Azure, Azure Data Factory, Microsoft Technologies

Azure Data Factory Activity Failures and Pipeline Outcomes

Question: When an activity in a Data Factory pipeline fails, does the entire pipeline fail?
Answer: It depends

In Azure Data Factory, a pipeline is a logical grouping of activities that together perform a task. It is the unit of execution – you schedule and execute a pipeline. Activities in a pipeline define actions to perform on your data. Activities can be categorized as data movement, data transformation, or control activities.

In many instances, when an activity fails during a pipeline run, the pipeline run will report failure as well. But this is not always the case.

There are two main scenarios where an activity would report failure, but the pipeline would report success:

  • The maximum number of retry attempts is greater than 0, and the initial activity execution fails but the second attempt succeeds
  • The failed activity has a failure path or a completion path to a subsequent activity and no success path

Retry Attempts

In the General settings of any activity is a property called Retry. This is the number of times Data Factory can try to execute the activity again if the initial execution fails. The default number of retries is 0. If we execute a pipeline containing one activity with the default Retry setting, the failure of the activity would cause the pipeline to fail.

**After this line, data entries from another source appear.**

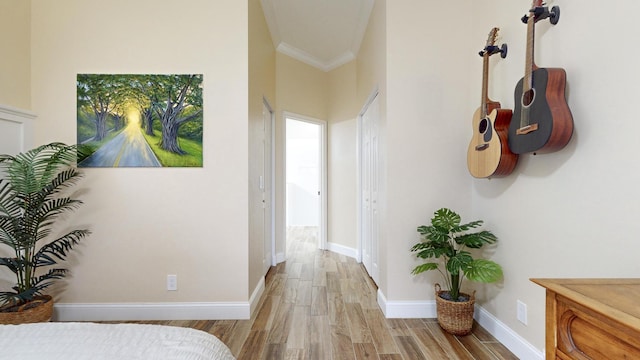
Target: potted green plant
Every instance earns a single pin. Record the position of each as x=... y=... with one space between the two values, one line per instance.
x=446 y=243
x=33 y=196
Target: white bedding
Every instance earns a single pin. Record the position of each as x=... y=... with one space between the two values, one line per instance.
x=84 y=341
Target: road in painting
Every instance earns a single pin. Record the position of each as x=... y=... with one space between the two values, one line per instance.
x=140 y=120
x=128 y=148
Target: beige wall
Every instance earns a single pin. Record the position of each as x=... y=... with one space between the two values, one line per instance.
x=261 y=85
x=148 y=223
x=15 y=76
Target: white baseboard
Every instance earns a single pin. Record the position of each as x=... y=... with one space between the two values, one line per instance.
x=509 y=338
x=406 y=309
x=160 y=311
x=342 y=250
x=256 y=295
x=152 y=311
x=427 y=309
x=337 y=248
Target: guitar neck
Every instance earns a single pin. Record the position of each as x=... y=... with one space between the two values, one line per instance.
x=529 y=63
x=485 y=85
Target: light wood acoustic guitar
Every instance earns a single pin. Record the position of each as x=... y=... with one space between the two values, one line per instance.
x=488 y=154
x=542 y=121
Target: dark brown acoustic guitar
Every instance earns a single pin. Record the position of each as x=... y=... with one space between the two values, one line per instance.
x=542 y=121
x=488 y=154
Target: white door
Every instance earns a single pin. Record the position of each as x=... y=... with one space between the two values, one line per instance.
x=305 y=204
x=266 y=181
x=369 y=187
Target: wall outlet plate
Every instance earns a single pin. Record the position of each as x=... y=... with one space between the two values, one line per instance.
x=172 y=282
x=522 y=312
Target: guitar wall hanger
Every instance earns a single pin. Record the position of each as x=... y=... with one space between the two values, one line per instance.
x=492 y=49
x=542 y=12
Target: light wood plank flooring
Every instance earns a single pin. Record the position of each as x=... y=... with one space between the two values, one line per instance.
x=321 y=305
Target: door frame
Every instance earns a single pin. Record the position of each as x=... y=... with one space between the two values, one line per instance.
x=270 y=236
x=322 y=238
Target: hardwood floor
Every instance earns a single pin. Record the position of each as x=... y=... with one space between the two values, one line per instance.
x=321 y=305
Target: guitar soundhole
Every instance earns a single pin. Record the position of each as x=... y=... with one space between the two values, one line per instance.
x=527 y=97
x=482 y=126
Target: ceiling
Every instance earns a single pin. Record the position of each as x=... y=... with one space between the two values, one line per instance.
x=322 y=33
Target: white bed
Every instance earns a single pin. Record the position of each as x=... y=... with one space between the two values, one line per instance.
x=84 y=341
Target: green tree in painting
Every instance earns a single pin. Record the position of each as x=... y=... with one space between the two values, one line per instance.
x=97 y=92
x=169 y=109
x=175 y=94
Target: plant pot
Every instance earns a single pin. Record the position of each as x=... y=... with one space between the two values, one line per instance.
x=455 y=317
x=40 y=309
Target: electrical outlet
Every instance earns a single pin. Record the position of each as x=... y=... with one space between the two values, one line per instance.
x=172 y=282
x=522 y=312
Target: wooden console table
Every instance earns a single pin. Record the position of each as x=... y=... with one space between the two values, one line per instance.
x=592 y=318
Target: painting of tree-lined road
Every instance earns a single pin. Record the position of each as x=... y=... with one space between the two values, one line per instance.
x=139 y=120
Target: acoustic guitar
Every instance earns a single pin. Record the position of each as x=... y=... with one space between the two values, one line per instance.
x=488 y=154
x=542 y=121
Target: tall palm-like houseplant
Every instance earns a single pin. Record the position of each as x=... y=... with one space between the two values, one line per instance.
x=448 y=241
x=33 y=197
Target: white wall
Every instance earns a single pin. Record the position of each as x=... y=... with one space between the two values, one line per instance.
x=567 y=214
x=148 y=223
x=571 y=213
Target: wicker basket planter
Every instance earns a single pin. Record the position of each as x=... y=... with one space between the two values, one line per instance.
x=455 y=317
x=38 y=310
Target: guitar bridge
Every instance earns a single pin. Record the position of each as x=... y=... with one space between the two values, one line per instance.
x=527 y=129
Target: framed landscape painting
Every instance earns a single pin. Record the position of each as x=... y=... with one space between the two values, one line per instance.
x=130 y=120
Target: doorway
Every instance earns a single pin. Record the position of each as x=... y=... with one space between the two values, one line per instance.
x=368 y=185
x=266 y=186
x=305 y=173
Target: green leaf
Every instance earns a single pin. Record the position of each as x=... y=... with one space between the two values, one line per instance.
x=477 y=240
x=483 y=270
x=424 y=267
x=459 y=263
x=446 y=219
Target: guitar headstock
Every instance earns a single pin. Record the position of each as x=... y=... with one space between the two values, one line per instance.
x=491 y=38
x=491 y=47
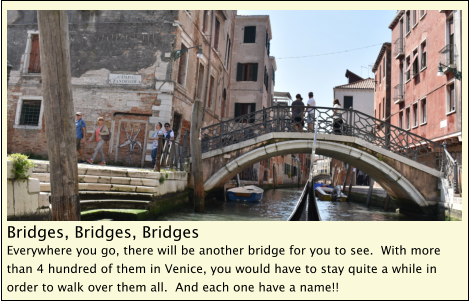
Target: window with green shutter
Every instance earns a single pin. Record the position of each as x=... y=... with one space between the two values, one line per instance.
x=250 y=34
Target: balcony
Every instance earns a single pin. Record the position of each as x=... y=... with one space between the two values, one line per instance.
x=399 y=48
x=399 y=93
x=448 y=56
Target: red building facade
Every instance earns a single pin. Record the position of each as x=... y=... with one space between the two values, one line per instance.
x=423 y=102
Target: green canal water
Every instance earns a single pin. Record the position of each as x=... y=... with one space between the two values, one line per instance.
x=277 y=205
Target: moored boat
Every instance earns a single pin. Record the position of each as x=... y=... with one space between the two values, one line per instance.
x=248 y=193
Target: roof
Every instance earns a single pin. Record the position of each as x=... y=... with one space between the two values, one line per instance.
x=283 y=95
x=381 y=53
x=348 y=72
x=361 y=84
x=395 y=20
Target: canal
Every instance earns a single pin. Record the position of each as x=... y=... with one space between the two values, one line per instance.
x=277 y=205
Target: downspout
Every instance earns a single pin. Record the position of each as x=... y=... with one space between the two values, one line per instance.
x=208 y=71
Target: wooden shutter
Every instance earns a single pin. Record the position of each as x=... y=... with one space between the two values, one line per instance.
x=237 y=111
x=34 y=60
x=239 y=71
x=252 y=110
x=216 y=38
x=255 y=72
x=204 y=18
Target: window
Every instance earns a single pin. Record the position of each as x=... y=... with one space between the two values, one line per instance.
x=216 y=34
x=204 y=21
x=183 y=66
x=266 y=78
x=247 y=72
x=222 y=108
x=348 y=102
x=250 y=34
x=227 y=52
x=450 y=30
x=415 y=115
x=415 y=64
x=29 y=112
x=408 y=68
x=408 y=22
x=421 y=14
x=450 y=98
x=384 y=66
x=268 y=44
x=200 y=82
x=424 y=118
x=244 y=109
x=383 y=108
x=415 y=18
x=211 y=92
x=34 y=57
x=423 y=54
x=407 y=121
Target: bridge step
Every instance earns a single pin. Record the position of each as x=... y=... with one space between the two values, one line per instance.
x=45 y=178
x=46 y=187
x=107 y=195
x=115 y=214
x=113 y=204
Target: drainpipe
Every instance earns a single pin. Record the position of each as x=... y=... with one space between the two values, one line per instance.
x=208 y=71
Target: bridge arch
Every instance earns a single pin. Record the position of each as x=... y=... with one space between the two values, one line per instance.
x=395 y=183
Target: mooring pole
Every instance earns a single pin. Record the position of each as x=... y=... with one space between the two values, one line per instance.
x=59 y=114
x=369 y=194
x=196 y=156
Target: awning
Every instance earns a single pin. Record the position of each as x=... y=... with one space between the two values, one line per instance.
x=412 y=61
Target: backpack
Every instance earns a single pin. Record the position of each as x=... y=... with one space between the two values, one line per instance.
x=106 y=137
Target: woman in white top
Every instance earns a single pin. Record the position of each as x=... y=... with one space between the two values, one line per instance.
x=337 y=119
x=159 y=131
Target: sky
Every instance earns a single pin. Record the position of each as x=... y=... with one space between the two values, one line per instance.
x=303 y=33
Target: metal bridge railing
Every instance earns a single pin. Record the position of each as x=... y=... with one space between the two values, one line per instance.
x=352 y=123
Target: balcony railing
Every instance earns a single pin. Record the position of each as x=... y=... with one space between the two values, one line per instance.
x=448 y=56
x=399 y=48
x=399 y=93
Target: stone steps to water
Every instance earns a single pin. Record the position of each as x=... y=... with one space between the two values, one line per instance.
x=113 y=204
x=46 y=187
x=45 y=178
x=106 y=195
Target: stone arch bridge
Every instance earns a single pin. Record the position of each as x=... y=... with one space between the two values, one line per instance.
x=410 y=168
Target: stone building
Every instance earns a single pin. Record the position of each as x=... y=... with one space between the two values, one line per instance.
x=382 y=88
x=425 y=103
x=124 y=69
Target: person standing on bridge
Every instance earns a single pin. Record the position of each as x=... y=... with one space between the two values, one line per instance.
x=337 y=118
x=298 y=113
x=310 y=112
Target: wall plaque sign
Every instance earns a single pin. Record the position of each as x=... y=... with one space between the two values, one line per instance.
x=125 y=79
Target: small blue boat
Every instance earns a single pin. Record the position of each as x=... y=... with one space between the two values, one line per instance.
x=248 y=193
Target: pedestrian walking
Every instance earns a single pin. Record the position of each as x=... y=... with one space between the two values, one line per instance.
x=337 y=118
x=310 y=112
x=158 y=131
x=81 y=131
x=298 y=113
x=100 y=135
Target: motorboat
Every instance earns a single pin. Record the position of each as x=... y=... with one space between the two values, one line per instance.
x=249 y=193
x=326 y=193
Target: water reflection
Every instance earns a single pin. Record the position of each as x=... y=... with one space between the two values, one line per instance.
x=277 y=205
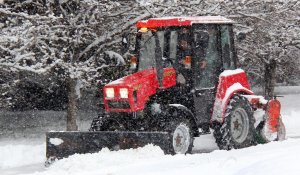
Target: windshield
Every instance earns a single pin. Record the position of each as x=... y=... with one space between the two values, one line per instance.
x=146 y=47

Data Factory Web UI  showing the General settings of an activity with the Retry property
Data Factory Activity General settings showing the Retry Property

I often set retries to a non-zero number in copy activities, lookups, and data flows in case there are transient issues that would cause a failure that might not be present if we waited 30 seconds and tried the activity again.

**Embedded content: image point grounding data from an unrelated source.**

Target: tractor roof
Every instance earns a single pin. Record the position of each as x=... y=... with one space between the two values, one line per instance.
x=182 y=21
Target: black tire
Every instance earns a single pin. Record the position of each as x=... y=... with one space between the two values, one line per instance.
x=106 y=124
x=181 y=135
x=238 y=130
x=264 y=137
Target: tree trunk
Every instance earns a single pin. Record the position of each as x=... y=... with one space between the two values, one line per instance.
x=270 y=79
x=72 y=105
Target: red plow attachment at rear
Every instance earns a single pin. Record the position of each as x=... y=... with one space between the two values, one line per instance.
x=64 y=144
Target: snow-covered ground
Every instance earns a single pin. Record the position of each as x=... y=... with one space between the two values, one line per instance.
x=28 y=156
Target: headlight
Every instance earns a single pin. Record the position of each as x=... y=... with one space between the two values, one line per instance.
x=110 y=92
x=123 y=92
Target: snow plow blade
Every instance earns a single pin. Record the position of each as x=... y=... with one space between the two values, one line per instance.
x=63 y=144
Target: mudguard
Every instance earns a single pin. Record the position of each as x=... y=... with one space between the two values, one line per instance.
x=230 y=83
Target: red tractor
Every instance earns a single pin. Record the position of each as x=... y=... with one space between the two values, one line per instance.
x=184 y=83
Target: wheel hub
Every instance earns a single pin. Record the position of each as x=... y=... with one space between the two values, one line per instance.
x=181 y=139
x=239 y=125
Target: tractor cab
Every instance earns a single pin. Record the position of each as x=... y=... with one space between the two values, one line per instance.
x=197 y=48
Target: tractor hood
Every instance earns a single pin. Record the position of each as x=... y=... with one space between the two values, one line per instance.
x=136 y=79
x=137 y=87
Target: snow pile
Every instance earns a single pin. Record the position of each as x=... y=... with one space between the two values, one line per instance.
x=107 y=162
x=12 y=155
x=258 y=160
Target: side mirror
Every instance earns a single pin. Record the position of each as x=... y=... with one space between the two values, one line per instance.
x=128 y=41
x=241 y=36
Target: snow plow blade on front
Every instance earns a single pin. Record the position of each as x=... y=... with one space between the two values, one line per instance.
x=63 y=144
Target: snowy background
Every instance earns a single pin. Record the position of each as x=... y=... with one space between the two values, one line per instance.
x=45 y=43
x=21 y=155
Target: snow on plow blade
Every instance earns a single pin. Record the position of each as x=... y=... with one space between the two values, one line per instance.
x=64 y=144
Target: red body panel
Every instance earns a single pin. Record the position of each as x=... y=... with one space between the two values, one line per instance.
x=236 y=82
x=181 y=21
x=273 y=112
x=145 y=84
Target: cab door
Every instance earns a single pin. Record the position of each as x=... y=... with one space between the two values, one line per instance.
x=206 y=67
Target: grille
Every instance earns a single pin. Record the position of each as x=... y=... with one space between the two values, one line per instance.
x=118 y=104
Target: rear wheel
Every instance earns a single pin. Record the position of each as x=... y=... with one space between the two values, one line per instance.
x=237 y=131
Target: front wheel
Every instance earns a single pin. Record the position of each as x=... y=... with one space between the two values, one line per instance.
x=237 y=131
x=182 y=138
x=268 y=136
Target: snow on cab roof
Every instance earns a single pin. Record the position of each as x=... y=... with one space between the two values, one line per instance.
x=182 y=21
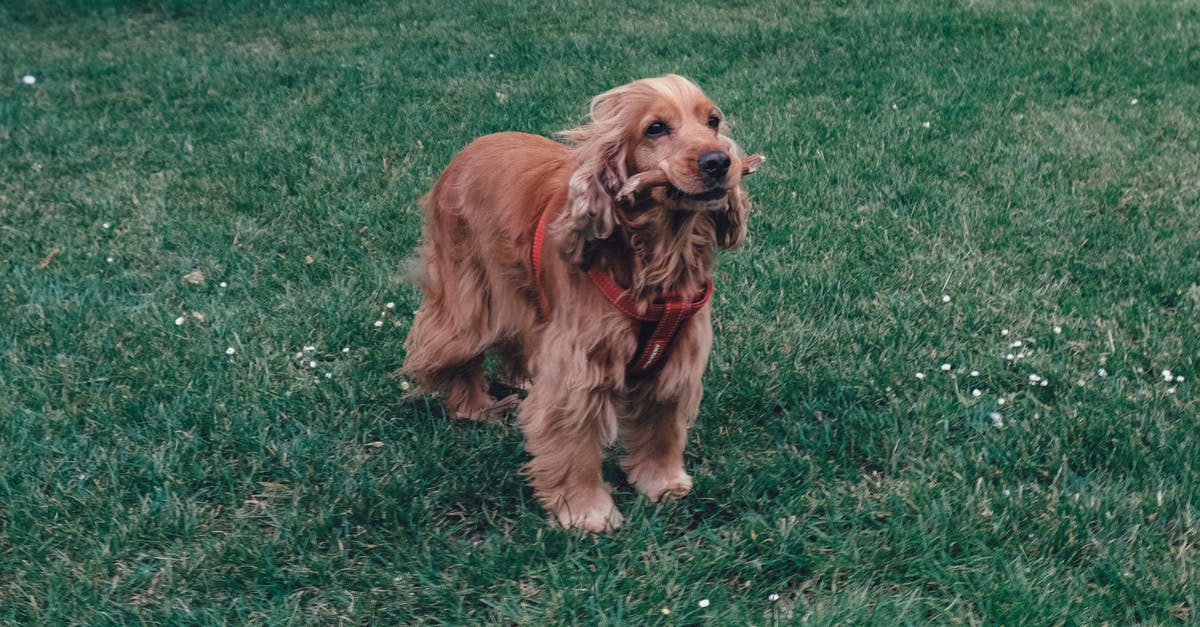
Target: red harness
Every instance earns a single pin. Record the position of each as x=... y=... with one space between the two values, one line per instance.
x=660 y=322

Data Factory Monitoring activity runs within a pipeline. An activity failed the first time, was rerun, and succeeded the second time
Output of a Data Factory activity that was executed and initially failed. Since it was set to have 1 retry, it executed again and succeeded. If nothing else in the pipeline failed, the pipeline would report success.

Dependency with a Failure Condition

Activities are linked together via dependencies. A dependency has a condition of one of the following: Succeeded, Failed, Skipped, or Completed. If we have a pipeline containing Activity1 and Activity2, and Activity2 has a success dependency on Activity1, it will only execute if Activity1 is successful. In this scenario, if Activity1 fails, the pipeline will fail.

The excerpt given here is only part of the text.